Последние слова эхом отозвались в голове Моргенштерна. Не о чем беспокоиться… Не о чем беспокоиться… Воспоминания о жизни, которую он прожил, будучи без сознания, быстро затухали, детали терялись в общем водовороте мыслей, но оставалось одно главное — Молох. Хотелось бежать по больнице и кричать, звать его, ведь он реальный просто… Просто он в его голове…

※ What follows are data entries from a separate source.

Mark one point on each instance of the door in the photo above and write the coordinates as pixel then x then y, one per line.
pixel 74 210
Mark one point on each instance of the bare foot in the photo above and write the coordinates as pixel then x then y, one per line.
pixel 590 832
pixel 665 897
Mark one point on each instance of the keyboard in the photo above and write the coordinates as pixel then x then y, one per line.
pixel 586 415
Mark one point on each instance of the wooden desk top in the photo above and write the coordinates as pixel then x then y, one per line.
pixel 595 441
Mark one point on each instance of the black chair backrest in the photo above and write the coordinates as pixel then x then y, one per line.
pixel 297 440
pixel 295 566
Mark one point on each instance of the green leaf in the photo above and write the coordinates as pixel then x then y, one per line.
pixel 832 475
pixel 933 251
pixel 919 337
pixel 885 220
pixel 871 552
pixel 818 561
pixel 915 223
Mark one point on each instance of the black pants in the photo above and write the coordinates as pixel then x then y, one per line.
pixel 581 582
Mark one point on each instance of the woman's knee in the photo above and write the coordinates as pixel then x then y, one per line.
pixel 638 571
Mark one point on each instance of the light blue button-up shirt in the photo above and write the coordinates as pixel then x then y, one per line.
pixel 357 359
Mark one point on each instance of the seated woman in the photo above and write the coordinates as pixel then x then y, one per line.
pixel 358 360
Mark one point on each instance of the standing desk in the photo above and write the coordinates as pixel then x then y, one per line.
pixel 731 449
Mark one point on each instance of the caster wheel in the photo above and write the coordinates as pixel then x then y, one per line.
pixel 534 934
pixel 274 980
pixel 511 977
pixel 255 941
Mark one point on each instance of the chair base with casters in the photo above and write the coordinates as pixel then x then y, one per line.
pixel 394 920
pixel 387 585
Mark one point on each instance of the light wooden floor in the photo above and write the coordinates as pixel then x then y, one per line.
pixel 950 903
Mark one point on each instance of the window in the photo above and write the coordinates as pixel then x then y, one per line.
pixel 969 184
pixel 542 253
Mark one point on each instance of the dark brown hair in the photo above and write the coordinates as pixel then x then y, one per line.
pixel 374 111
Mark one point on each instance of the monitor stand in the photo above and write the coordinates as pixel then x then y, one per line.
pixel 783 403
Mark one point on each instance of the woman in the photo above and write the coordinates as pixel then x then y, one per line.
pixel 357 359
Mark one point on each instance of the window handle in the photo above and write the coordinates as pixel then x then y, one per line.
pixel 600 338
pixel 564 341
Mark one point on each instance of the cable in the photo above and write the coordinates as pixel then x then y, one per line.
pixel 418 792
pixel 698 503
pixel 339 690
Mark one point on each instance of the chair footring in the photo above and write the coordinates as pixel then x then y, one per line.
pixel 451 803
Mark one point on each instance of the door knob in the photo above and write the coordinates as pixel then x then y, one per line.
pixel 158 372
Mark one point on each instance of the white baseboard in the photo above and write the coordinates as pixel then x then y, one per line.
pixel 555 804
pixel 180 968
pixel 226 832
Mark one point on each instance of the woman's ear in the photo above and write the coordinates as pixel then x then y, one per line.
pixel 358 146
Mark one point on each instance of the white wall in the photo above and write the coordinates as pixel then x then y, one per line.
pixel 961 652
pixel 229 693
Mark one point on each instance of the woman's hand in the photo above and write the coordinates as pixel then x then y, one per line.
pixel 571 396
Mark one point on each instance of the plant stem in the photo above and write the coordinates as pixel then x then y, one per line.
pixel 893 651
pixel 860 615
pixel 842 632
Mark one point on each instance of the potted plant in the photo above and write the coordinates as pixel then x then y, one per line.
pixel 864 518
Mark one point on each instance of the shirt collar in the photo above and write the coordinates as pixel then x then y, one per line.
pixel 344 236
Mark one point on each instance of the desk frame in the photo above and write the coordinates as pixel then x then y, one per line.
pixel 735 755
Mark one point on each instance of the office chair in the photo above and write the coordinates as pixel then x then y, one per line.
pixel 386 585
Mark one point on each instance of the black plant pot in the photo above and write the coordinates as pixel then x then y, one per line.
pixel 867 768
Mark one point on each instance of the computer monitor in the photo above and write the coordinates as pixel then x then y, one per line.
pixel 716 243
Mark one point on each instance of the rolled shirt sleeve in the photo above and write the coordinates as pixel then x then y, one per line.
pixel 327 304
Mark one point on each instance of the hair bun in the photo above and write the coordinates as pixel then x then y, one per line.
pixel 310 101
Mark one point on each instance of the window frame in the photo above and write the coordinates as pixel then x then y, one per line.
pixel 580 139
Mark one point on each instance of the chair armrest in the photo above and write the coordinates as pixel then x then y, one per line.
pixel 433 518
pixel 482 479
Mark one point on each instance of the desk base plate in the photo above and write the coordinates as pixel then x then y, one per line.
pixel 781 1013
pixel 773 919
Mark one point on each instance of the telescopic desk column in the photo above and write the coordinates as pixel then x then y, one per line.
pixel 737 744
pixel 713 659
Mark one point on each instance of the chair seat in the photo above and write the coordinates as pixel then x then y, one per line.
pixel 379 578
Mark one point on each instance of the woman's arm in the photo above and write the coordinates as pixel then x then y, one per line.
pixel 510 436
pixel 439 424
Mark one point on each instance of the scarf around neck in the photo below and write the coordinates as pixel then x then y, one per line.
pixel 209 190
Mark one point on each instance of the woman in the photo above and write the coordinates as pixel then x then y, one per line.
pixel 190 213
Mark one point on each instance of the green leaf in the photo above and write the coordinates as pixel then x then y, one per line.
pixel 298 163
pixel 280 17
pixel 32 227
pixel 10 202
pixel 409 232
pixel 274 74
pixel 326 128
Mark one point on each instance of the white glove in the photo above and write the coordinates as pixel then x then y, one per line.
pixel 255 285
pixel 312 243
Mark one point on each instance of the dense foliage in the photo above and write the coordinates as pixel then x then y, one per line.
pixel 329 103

— Я лечился в психиатричке, — сказал сам себе Люциан. — От депрессии и галлюцинаций… Неужели Молох — просто моя фантазия? Это невозможно! Все его поцелуи и прикосновения были реальнее, чем эти засохшие в вазе чёртовы цветы. Кстати, кто их приносил? А, от родителей… Друзей у меня, скорее всего, не осталось. Настоящих друзей. Зато знакомых, наверное, вагон и маленькая тележка.
Моргенштерн не находил себе места. Он то поднимался с койки, то ложился обратно, то сидел в обнимку с подушкой, вслух воспроизводя свои мысли.
В комнату вошла мрачного вида сиделка и без приветствия села на стул, где висела куртка.
— Что-нибудь учудишь — пулей вылетишь отсюда в психиатрию, тебе ясно? Там пожёстче, чем здесь. Управу на тебя найдут.
Люциан кивнул. Лёг на койку и накрылся простынёй, отвернувшись к часам. Он не заметил, как заснул. Два часа пролетели незаметно. В палату вошли родители Люциана. Анри — смуглая итальянка в белом платье с розовыми лилиями и Леон — бледнолицый немец в военной форме.
— Сынок! — бросилась она к Люциану, чтобы заключить его в объятия.
— Очнулся, значит… — одобрительно хмыкнул отец.
Люциан обнял мать, улыбнулся отцу. Недоставало только одного.
— Мама, а где Мо?
Анри тут же перестала улыбаться, на глазах у неё навернулись слёзы. Она поднесла к лицу белый платок.
— Я что-то не так сказал? — встревоженно спросил Люциан у родителей.
— Два года лечения коту под хвост… — пробубнил Леон. — Мало тебе твоего Рауха, ты ещё себе всяких маньяков рисуешь! Ничего, из тебя ещё может выйти толк. Я говорю о специальных больницах, где лечат таких, как ты.
Анри тут же стала похожей на разгневанную фурию и вскочила.
— Я не отдам своего сына под ток! Кто здесь маньяк, так это ты, Лео!
«Так Молох — всего лишь моя фантазия?..» — плача, подумал Люциан.
Анри увидела слезы на лице сына и вновь присела к нему, прижала к себе, стала утешать, в то время как Леон стоял истуканом с плащом на плечах.
— Всё будет хорошо, малыш, всё будет хорошо… — шептала Анри, обнимая сына.
— Уж я-то об этом позабочусь. Сначала посажу твоего Рауха лет на пятнадцать, а потом и тебя куда-нибудь пристрою, чтоб никакой гомосятины в голове не осталось, — сурово произнёс Леон.
Анри повернулась к нему и произнесла холодно.
— Только попробуй так поступить, и я заставлю тебя пожалеть обо всём на свете, Леон Моргенштерн.
В этой реальности Люциану не нравилось. Больше всего на свете он хотел умереть.